The resignation wasn’t a clear-cut affair either. In early 1977, when Haaretz originally reported that the prime minister’s wife had an illegal account, the government tried to get Leah off the hook with a fine, like other returning Israelis who had failed to close foreign accounts.
But a further report that Mrs. Rabin had ordered a relative to destroy all the bank documents alerted then-Attorney General Aharon Barak, who decided to press ahead with criminal proceedings against the couple. In the showdown between the old party of power and the young attorney general, it was Rabin who gave in. He couldn’t formally resign the premiership as his government had already fallen over an unrelated political crisis, so he went on leave until the election.
Ultimately, it was Leah who took the rap, standing trial and being fined a quarter of a million lira. Her husband gained immunity from prosecution by resigning as Labor Party leader and not running as the party’s candidate for prime minister.
Peres, who replaced him, went on to lose to Likud’s Menachem Begin. Rabin claimed he had chosen to resign and share his wife’s ordeal because his “upbringing, tradition and beliefs” would not let him remain prime minister with the slightest moral stain. His critics claimed that Barak left him no choice but to leave office or face the music.
But while Rabin’s conduct has been mythologized over the decades, there is a much more recent and less noble precedent concerning the indictment of a prime minister’s closest relative. Ariel Sharon’s premiership was bedeviled by a string of corruption allegations regarding illegal loans and money laundering financing both the prime minister’s private household and his political campaigns.
The investigation that got the furthest was the one into the affairs of a shell company called Annex Research, which had served as a slush fund for Sharon’s campaign in the 1999 Likud primary.
Like many politicians in a similar predicament, Sharon professed ignorance of the details of his campaign finances, leaving those lower down to carry the can.

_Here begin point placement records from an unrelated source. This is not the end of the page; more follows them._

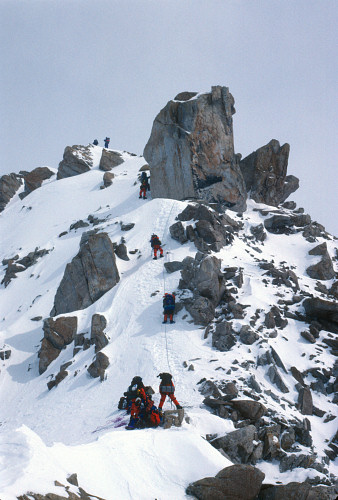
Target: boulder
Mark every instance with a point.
(99, 366)
(276, 379)
(252, 410)
(258, 232)
(264, 172)
(323, 270)
(238, 445)
(191, 151)
(223, 338)
(173, 266)
(121, 251)
(90, 274)
(34, 179)
(57, 334)
(305, 403)
(323, 311)
(247, 335)
(237, 482)
(76, 160)
(9, 184)
(97, 335)
(177, 232)
(110, 159)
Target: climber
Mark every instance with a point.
(167, 388)
(156, 245)
(143, 189)
(168, 306)
(143, 412)
(144, 177)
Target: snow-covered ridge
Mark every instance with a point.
(48, 435)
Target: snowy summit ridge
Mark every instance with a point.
(252, 350)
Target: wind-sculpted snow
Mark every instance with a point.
(74, 427)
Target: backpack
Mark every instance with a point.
(168, 300)
(165, 378)
(155, 240)
(155, 418)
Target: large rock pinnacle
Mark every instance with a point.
(191, 150)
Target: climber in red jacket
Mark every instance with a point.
(167, 388)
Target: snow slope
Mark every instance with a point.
(48, 435)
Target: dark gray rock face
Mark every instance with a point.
(295, 491)
(191, 151)
(323, 270)
(238, 445)
(252, 410)
(9, 184)
(57, 334)
(109, 160)
(90, 274)
(223, 337)
(204, 278)
(305, 403)
(237, 482)
(212, 231)
(264, 172)
(99, 366)
(34, 179)
(108, 179)
(323, 311)
(76, 160)
(17, 265)
(97, 335)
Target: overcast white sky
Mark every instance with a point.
(76, 70)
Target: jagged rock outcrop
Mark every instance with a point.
(90, 274)
(57, 334)
(237, 482)
(238, 444)
(191, 150)
(9, 184)
(76, 160)
(323, 311)
(204, 278)
(16, 265)
(323, 270)
(110, 159)
(34, 179)
(99, 366)
(97, 335)
(108, 179)
(264, 172)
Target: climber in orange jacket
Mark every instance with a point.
(167, 388)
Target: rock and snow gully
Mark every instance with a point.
(253, 351)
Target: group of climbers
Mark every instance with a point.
(145, 186)
(138, 402)
(106, 142)
(137, 399)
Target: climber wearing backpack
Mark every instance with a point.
(168, 306)
(167, 388)
(145, 178)
(143, 189)
(156, 245)
(135, 392)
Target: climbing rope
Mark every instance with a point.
(167, 257)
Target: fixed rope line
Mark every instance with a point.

But in this case the main man managing his primary-election headquarters was Omri Sharon, the elder of his two surviving sons, and after the death of his wife Lily in 2000 the closest person to him.
Omri brazened it out through years of investigations – many believed he was covering for his father who by then was prime minister – until finally reaching a plea bargain. His indictment in November 2005 came only a few weeks before his father suffered a second stroke that left him in an eight-year coma from which he never awoke.
Whether Sharon Sr. was aware of what his son and other loyal aides were doing on his behalf will never be known for sure. When in February 2006, Omri was sentenced to nine months in prison (later reduced to seven months), Judge Edna Bekenstein castigated Sharon Jr., asking: “Is everything kosher in the name of admiration for the father? Does the power of the law retreat in the face of belief in the father’s strength?”
By then the father could not answer for himself. Just as in the case of the slain Rabin, history has been kind to Sharon, and the conviction of his son for his campaign’s sins is never mentioned in the eulogies.
Netanyahu will of course apply every possible overt and covert pressure to convince the attorney general not to press charges. But if Mendelblit goes along with the police recommendation, Netanyahu will face the greatest dilemma of his political life – and it will be entirely up to him and his wife. Resign or let her take the rap on her own? Do a Rabin or a Sharon?